I am sure many can give you a much better answer, but in general when you use "sein" verb, your "object" is actually used at Nominativ. I can tell you that this is different from the logic in Latin, where this would be Accusative, as you'd like it to be. The reason behind it is that you are not referring to an object, or there is no action directed to the object. When you use "to be" you are telling what the object actually IS. So in the German logic this is Nominativ. Another way of looking at it is that you can invert subject and object without upsetting completely the sentence (although it becomes different, obviously). You cannot do the same if you use "haben" or any other verb which requires accusative. Teh oucome would be a non-sense.


"I never learned about accusative case in school, (plus other ones I've never heard of) ever, and it gets So complicated and long, that I can''t learn it because it takes too Much time, to process/figure it out."

This might be the worst advise I've ever read on Duolingo. Are you seriously saying you've never heard of the accusative case and find the whole case system not necessary to learn? I agree that it's challenging and complicated to figure out, but saying that therefore one should not learn this essential part of German grammar is truly nonsense.

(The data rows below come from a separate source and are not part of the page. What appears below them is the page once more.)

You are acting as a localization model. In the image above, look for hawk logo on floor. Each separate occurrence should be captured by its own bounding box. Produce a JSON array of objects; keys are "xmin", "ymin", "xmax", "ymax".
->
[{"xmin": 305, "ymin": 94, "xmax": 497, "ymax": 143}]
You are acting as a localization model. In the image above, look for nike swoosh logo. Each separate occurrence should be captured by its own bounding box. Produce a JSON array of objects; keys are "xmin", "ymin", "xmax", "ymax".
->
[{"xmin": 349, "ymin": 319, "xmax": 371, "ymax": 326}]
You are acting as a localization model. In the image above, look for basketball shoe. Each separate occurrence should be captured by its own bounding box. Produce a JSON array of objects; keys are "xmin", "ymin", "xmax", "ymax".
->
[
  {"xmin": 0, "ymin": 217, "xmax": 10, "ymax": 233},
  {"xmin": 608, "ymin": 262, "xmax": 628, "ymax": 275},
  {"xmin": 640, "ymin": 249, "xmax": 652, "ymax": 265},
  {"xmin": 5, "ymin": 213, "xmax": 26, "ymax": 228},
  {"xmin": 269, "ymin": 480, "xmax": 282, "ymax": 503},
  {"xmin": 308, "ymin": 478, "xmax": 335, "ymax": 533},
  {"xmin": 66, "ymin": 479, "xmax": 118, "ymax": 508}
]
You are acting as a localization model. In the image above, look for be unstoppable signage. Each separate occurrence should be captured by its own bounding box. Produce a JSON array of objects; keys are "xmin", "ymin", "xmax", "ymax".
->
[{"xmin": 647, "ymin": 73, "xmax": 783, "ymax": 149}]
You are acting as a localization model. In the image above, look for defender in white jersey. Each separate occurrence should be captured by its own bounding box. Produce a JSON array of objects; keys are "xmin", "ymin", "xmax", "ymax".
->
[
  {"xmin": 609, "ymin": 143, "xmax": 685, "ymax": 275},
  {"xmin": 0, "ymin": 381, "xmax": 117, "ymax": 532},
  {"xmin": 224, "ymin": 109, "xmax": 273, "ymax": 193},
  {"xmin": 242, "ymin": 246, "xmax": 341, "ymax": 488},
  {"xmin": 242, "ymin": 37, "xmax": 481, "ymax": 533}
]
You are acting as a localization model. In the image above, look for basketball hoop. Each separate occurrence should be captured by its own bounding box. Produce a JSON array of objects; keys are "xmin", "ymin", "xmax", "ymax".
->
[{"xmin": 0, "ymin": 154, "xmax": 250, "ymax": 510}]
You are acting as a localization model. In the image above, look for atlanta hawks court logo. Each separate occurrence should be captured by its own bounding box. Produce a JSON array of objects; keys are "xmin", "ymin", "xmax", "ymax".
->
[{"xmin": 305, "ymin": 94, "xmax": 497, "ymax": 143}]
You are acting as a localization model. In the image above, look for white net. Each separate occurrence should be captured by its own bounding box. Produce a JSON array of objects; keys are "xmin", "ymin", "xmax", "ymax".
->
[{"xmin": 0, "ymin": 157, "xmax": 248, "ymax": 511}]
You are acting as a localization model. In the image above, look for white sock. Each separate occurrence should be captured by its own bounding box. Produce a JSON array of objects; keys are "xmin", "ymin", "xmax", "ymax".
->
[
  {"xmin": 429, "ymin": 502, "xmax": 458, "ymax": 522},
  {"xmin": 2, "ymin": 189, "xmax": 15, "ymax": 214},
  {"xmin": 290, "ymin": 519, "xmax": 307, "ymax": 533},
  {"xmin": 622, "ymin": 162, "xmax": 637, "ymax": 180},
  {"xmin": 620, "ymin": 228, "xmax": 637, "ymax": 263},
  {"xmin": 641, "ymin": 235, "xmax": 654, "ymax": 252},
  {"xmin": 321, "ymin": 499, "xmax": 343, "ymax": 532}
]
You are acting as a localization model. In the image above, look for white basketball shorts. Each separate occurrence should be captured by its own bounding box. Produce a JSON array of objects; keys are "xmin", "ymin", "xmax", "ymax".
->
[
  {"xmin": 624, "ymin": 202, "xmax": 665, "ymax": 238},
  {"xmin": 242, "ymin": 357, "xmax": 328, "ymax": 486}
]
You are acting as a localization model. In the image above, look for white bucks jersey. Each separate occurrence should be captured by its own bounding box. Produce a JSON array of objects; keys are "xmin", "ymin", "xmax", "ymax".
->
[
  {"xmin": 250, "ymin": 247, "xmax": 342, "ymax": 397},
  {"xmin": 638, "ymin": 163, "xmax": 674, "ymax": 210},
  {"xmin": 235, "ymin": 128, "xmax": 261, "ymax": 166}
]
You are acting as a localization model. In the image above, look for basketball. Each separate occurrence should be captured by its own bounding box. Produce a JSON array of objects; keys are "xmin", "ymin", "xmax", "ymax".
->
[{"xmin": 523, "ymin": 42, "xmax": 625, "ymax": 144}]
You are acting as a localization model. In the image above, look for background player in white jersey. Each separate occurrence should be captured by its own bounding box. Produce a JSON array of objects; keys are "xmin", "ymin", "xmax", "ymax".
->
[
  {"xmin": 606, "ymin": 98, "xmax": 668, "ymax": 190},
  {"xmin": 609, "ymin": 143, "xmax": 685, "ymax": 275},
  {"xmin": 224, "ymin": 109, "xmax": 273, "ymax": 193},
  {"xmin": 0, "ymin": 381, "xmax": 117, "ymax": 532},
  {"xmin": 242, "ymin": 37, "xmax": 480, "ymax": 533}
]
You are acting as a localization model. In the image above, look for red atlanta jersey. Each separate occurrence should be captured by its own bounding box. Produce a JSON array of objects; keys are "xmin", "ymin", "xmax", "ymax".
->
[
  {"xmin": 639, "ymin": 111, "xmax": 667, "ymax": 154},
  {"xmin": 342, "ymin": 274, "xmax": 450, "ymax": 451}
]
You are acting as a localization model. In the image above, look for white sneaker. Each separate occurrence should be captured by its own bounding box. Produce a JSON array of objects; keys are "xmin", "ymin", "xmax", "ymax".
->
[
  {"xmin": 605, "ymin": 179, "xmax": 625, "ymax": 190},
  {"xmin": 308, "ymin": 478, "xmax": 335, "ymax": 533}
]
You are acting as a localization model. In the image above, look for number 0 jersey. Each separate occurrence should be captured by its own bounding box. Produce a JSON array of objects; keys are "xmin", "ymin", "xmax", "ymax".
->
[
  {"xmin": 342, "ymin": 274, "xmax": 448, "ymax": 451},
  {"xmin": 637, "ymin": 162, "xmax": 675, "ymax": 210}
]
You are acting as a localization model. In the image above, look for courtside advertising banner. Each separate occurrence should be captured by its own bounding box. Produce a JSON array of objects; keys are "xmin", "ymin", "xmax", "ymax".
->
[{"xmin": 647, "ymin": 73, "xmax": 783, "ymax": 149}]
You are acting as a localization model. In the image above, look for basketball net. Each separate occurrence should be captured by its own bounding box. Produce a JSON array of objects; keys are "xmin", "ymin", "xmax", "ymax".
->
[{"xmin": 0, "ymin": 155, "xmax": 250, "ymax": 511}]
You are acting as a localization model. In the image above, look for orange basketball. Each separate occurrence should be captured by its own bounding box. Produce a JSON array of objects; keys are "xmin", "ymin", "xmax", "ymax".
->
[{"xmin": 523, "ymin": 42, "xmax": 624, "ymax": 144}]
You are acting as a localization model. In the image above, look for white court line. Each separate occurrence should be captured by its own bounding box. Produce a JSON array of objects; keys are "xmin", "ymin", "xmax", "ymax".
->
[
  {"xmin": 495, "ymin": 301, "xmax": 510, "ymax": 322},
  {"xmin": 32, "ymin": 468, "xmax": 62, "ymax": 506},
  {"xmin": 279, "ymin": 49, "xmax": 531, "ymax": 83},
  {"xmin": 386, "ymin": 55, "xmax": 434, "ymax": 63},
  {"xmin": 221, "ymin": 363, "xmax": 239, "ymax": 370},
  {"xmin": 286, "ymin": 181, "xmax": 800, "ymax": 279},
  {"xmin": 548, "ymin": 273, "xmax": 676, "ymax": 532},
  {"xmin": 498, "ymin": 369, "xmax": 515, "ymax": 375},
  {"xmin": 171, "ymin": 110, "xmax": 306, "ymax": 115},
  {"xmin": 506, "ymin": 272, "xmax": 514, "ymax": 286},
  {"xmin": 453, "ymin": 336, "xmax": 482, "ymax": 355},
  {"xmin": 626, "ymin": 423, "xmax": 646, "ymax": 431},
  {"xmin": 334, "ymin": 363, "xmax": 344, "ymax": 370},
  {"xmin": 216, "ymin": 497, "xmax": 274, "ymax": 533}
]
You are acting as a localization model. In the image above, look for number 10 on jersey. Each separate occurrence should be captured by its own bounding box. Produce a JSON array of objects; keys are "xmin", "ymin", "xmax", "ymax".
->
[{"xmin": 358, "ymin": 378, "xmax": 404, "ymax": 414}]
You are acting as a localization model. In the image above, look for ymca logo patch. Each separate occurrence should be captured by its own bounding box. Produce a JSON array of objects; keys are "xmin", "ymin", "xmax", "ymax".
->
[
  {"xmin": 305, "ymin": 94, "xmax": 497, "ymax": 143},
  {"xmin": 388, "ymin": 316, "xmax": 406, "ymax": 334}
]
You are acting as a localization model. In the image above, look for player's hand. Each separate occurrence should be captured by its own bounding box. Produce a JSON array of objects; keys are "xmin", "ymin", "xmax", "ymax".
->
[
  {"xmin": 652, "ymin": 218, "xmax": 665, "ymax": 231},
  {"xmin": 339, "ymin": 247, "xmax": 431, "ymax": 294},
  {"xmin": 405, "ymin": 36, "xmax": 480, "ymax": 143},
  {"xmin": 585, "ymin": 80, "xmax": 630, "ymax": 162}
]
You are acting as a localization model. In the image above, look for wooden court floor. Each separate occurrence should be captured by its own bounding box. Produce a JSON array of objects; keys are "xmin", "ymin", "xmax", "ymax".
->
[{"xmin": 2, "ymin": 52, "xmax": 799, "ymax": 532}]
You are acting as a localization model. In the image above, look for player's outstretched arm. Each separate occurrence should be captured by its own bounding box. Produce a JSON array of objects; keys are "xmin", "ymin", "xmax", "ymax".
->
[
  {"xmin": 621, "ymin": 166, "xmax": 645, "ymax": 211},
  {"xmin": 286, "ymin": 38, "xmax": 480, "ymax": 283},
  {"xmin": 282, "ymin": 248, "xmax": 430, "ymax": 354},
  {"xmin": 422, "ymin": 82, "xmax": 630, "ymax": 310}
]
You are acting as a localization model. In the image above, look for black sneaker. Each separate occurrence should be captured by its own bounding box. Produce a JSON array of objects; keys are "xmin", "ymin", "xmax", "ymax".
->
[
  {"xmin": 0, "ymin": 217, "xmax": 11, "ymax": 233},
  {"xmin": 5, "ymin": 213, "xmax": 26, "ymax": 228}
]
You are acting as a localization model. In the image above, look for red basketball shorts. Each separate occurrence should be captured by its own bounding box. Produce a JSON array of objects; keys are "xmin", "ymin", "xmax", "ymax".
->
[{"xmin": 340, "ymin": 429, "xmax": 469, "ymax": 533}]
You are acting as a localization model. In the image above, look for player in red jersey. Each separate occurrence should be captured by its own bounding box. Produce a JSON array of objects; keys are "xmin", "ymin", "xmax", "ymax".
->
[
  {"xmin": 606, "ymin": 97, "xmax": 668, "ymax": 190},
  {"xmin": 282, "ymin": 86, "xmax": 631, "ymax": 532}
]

rstars, I am not sure to understand what you mean with missing words. nwin2 was only confused about the form of the adjective, whether nominative or accusative. German unfortunately is quite complex and it requires you to use the right declination for pronouns and adjectives. German uses cases and you must learn them if you want to speak it correctly. It's difficult, sure. The missing words concept is just confusing here, there is no way you can avoid to use unser(em) in a similar sentence without changin its meaning. French, Spanish, Italian make no difference. Latin languages can omit the use of a personal pronoun, but this is a totally different case.


@pbraiuca: "Marcus pater meus est." In which both Marcus and my father are nominative.


@siebolt: five years in high school studying Latin completely thrown away... You're 100% right. Let's say that in Italian, the closest language to Latin that I speak (it's my mother tongue), pater meus is considered "object", corresponding to the Latin accusative, although there are no declinations in Italian (fortunately).


Thank you so much pbraiuca for the excellent answer. I wish you the best of luck with your studies!